Let’s prove that optimal route has the following form:

1 < a_1 < a_2 < \ldots < n > b_1 > b_2 \ldots > 1.

To prove it, consider some optimal route. Let’s delete n from it for now and let’s try to insert it to some place in a route. If we are inserting between x < y, we are substracting weight of edge xy and adding weights of edges xn and yn. So, it will increase value by (n - x)D + c_{xn} + (n - y)D + c_{yn} - (y - x)D - c_{xy}= 2(n - y)D + c_{xn} + c_{yn} - c_{xy}

We can see that

2(n - y) - D \lt 2(n - y)D + c_{xn} + c_{yn} - c_{xy} \lt 2(n - y)D + 2D.

From that we can see that it always optimal to place n near n - 1.

With the same reasoning, we can show that n - 2 will be near the segment of n and n - 1(by deleting segment of n and n - 1 and couting contribution after inserting it between x and y).

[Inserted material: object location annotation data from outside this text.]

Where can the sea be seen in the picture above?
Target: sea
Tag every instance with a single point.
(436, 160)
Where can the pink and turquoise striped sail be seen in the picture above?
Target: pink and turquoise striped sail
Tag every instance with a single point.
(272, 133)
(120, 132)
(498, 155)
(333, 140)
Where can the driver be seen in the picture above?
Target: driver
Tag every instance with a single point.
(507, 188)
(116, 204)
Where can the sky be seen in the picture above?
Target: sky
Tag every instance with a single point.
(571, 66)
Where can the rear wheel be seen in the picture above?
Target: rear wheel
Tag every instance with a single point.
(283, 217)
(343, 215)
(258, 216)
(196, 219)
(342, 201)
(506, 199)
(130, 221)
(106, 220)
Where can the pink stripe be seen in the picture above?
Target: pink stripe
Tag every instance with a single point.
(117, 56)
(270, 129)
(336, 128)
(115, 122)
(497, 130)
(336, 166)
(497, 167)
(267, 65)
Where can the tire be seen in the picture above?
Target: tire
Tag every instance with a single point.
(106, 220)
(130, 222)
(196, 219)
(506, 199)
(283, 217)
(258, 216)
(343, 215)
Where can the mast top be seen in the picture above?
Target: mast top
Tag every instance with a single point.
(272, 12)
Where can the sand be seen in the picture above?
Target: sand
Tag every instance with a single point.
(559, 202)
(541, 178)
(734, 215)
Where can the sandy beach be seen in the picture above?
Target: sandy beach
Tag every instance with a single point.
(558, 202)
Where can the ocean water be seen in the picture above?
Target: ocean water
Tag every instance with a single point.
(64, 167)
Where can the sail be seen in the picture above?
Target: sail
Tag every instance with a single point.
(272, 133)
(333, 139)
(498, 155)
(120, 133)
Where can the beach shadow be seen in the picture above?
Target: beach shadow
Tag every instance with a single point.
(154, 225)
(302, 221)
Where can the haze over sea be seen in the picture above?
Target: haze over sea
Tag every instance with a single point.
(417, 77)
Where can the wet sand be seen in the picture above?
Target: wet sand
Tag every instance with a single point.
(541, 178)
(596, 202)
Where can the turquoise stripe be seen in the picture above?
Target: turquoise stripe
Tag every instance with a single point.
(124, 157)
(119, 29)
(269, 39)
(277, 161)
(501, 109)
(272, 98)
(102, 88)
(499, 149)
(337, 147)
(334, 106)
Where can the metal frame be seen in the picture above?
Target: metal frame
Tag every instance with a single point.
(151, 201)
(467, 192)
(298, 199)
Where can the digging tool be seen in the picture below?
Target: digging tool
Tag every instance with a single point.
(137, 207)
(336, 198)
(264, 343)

So, it follows that each time we will insert smallest number either to the left, or to the right, so route indeed has such form.

Knowing the form of the optimal answer, we can write dynamic programming dp[x][y] -suppose that we have placed numbers from x to n and numbers on the border are x(it will be also on the border) and y, what’s the minimal length in this case? Then, we can add x - 1 to either left or right border, and update values by the following rules:

- dp[x - 1][x] = min(dp[x - 1][x], dp[x][y] + weight_{x - 1 y})
- dp[x - 1][y] = min(dp[x - 1][y], dp[x][y] + weight_{x - 1 x})

Where weight_{ab} denotes length of the edge ab.

Complexity of our solution is O(n^2).